İkinci turda Erdoğan’ın kazanması seçim sürecinin başından beri artan kaygıları derinleştirdi. Başta sosyal medya platformları olmak üzere birçok alanda kaygısını, korkusunu paylaşanların yanında ise kız kardeşlik boy gösterdi. Sokakta yürürken daha çok çekineceğini söyleyene “beraber yürürüz” diyenden, her an hiç tanımadığım biri tarafından öldürebilirim korkusunu yaşayana “bir kişi daha eksilmeyeceğiz” diye uzanan bir bağ.

Süleyman Soylu’nun Oy ve Ötesi’ni hedef göstermesine rağmen birçok okulda ilk seçimden daha fazla sandık görevlisi, müşahit ve okul sorumlusu görev aldı. Sandığa sahip çıkmak özellikle gençler açısından “geleceklerini korumak” olarak da nitelendirilen bir duruma geldi. Yaratılan korku iklimine rağmen oluşabilecek tüm olumsuzları öngörerek hareket etmek ve sandığın başında durarak oyuna sahip çıkmak, gönüllü olarak sorumluluk alıp tutanakları, okulları tek tek tutmak… Bunlar direncin göstergeleriydi.

Gerici Meclis tablosuna, seçimin sonucunda “baharın” gelmemesine, kadınların haklarına yönelik saldırıların artacağının işareti olan balkon konuşmasına karşı kadınların da sözü var: Haklarımızdan da hayatlarımızdan da asla vazgeçmeyeceğiz!

KUTUPLAŞTIRMA SİYASETİ

İktidara geldiği günden bugüne -özellikle de son yıllarda- AKP iktidarı kendinden olmayan, kendini desteklemeyen herkese karşı bir sınır çiziyor, belli başlı söylemlerle onu destekleyenler ve desteklemeyenler olarak halkı kutuplaştırmaya çalışıyor.
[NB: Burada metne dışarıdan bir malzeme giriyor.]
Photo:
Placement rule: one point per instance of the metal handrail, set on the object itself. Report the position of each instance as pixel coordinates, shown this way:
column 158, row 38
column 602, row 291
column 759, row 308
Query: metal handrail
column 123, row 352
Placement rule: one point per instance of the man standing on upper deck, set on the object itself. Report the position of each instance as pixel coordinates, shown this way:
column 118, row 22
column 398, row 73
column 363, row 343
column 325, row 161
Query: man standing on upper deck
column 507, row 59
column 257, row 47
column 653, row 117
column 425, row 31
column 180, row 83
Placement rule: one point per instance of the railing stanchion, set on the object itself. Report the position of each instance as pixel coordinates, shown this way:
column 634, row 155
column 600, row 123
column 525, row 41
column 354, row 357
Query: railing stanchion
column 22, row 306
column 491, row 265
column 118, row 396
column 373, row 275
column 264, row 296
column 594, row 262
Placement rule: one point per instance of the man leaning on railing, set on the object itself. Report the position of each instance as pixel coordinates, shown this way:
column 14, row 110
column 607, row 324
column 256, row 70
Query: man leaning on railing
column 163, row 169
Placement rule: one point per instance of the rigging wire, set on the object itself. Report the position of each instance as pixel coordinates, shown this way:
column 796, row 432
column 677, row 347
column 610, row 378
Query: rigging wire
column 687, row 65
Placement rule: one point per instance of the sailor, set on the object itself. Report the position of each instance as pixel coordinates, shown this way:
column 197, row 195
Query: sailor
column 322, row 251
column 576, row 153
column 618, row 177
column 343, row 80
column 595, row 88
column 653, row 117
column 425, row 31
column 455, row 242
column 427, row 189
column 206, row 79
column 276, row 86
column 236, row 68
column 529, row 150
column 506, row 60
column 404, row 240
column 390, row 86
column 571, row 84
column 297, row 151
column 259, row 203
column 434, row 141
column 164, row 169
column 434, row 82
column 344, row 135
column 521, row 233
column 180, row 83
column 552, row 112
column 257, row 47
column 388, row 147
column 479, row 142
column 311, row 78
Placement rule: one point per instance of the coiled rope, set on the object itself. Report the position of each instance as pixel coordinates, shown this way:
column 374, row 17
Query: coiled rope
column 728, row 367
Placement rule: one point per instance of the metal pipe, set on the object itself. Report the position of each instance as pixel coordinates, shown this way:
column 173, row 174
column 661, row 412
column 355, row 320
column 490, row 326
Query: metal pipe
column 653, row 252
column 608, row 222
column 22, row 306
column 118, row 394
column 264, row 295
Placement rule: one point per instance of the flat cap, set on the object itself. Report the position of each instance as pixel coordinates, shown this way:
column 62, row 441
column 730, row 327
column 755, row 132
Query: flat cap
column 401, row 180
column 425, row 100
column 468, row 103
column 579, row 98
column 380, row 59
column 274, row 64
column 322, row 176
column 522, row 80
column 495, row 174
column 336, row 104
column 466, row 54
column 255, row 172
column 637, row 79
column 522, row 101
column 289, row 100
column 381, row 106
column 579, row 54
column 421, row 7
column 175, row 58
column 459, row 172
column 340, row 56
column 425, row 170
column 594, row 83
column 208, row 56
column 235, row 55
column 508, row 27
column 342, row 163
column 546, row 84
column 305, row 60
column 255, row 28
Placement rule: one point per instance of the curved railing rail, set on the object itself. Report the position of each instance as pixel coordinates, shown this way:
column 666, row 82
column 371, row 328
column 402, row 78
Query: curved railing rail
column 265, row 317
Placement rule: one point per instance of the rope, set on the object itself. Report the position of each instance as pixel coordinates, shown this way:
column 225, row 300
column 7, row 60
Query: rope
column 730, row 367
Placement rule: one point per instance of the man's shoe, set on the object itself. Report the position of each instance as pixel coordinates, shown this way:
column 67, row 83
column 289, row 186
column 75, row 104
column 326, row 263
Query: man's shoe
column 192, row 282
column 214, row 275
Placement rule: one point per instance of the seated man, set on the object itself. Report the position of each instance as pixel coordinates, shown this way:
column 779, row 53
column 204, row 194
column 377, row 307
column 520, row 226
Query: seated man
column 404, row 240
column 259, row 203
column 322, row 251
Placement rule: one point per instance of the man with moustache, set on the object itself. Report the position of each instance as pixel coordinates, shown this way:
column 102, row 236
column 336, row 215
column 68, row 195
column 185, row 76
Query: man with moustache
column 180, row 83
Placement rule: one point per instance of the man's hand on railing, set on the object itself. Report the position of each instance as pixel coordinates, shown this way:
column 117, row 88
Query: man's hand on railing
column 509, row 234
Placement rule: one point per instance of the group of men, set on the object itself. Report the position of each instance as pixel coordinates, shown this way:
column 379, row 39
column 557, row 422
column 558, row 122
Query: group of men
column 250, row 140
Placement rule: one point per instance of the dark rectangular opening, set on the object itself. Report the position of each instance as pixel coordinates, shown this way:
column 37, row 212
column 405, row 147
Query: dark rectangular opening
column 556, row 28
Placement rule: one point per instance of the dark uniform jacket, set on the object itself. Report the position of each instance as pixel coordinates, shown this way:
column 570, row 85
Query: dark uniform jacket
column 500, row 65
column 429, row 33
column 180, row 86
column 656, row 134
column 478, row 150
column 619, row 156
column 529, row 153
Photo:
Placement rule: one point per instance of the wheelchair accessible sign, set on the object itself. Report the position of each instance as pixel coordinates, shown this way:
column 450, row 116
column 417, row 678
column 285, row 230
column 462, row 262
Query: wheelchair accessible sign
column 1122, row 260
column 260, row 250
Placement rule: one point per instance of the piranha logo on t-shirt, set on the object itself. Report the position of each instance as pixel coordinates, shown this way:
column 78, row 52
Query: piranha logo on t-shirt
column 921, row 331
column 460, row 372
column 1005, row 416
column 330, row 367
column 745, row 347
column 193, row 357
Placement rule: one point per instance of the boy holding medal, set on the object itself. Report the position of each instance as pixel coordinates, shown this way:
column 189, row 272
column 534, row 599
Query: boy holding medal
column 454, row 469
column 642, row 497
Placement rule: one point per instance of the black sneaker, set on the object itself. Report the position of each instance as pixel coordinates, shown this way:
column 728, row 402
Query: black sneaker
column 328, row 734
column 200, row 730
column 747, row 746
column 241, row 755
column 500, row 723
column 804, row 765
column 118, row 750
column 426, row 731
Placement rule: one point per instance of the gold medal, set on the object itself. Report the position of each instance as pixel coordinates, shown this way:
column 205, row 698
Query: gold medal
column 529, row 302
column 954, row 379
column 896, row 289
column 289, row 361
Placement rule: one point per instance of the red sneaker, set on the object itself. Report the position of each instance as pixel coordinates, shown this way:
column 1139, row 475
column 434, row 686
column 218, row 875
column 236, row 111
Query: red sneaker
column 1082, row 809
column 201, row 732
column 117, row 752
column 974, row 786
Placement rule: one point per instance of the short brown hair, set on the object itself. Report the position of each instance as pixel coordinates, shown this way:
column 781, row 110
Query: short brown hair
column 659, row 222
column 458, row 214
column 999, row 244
Bu seçim sürecinde de muhalif kesimleri, kendisine oy vermeyi düşünmeyenleri çok açıktan hedef alan, “devletine bekası” ya da “ülkenin elden gideceği” söylemlerini kullanmaktan hiç çekinmedi. Erdoğan, balkon konuşmasında bir yandan 85 milyonun cumhurbaşkanı olacağını söylerken diğer yandan LGBTİ’leri hedef gösterdi.

Seçim sonuçlarının ortaya çıktığı günden bugüne hep şu söylendi: “Bu memleketin yarısı değişim istiyor.” Peki, oy oranlarına göre bu memlekette “değişim istemeyenler” kimler?

Burada oyun neden ve nasıl verildiğine biraz bakmak gerekiyor. AKP pek çok yerde sosyal yardımlar karşılığında oy alıyor. Krizle birlikte giderek yoksullaşan halk daha çok yardıma muhtaç kalıyor ve üçe beşe bakmadan ona verilenle idare etmeye çalışıyor. Tüm bu sosyal yardımlar, bu sürecin nasıl işlediği, AKP’nin yoksul mahallelerde nasıl örgütlendiğine dair çok somut bir örnek var. 28 Mayıs’tan bir gün önce Sema Barbaros’un izlenimi.** Burada uzun uzun detaya girmeyeceğim ama mutlaka okunması gereken bir yazı. “Her şey bu kadar zamlanıyor hala nasıl oy veriyorlar?” diye soranlara, “Bunlar bu zamları hak ediyor, oh olsun diyorum” diyenlere yanıt olacağını düşünüyorum.

ORTAK KAYGILAR, GÜVENSİZLİKLER

Bir de şöyle soralım: Memleketin yarısı gerçekten değişim istemiyor mu? “Değişim istemeyenler” olarak tarif edilen kesim içerisinde de bu ekonomiden şikayetçi, bu baskıcı yönetimden bıkmış, artık rahatça yaşayabildiği, çocuğunun beslenme çantasını doldurabildiği bir hayat isteyenler çoğunlukta. En başta kadınlardan biliyoruz, Erdoğan’a oy verse bile yaşamlarının değişmesini istiyorlar. Ama “istikrar”, ama “terör”, ama “başörtüsü” söylemleri ile, tehditler ile gözü korkutularak “ikna” edilenler onlar. Mevcut yönetim değişirse ne olacağına dair kocaman soru işaretleri var kafalarında. Onlara göre bir tarafta 21 yıldır iktidarda olan, “ülkeyi bir şekilde ayakta tutmuş”, “ekonomi kötü olsa bile dış politikada çok iyi” bir Erdoğan var, diğer tarafta uzun yıllardır iktidar olamamış bu yüzden de verdiği vaatlerin gerçek olup olmayacağına güvenemedikleri bir muhalefet var. Yani “değişim”in hayatlarını nasıl değiştireceğini bilmeyen ve bu yüzden en azından yıllardır bildiğini “seçen” kadınlardan bahsediyorum. Başka bir alternatif göremedikleri için AKP’nin kurduğu ittifakın tüm kadın düşmanı politikalarına rağmen ona oy veren kadınlardan…

DURUN SİZ KARDEŞSİNİZ!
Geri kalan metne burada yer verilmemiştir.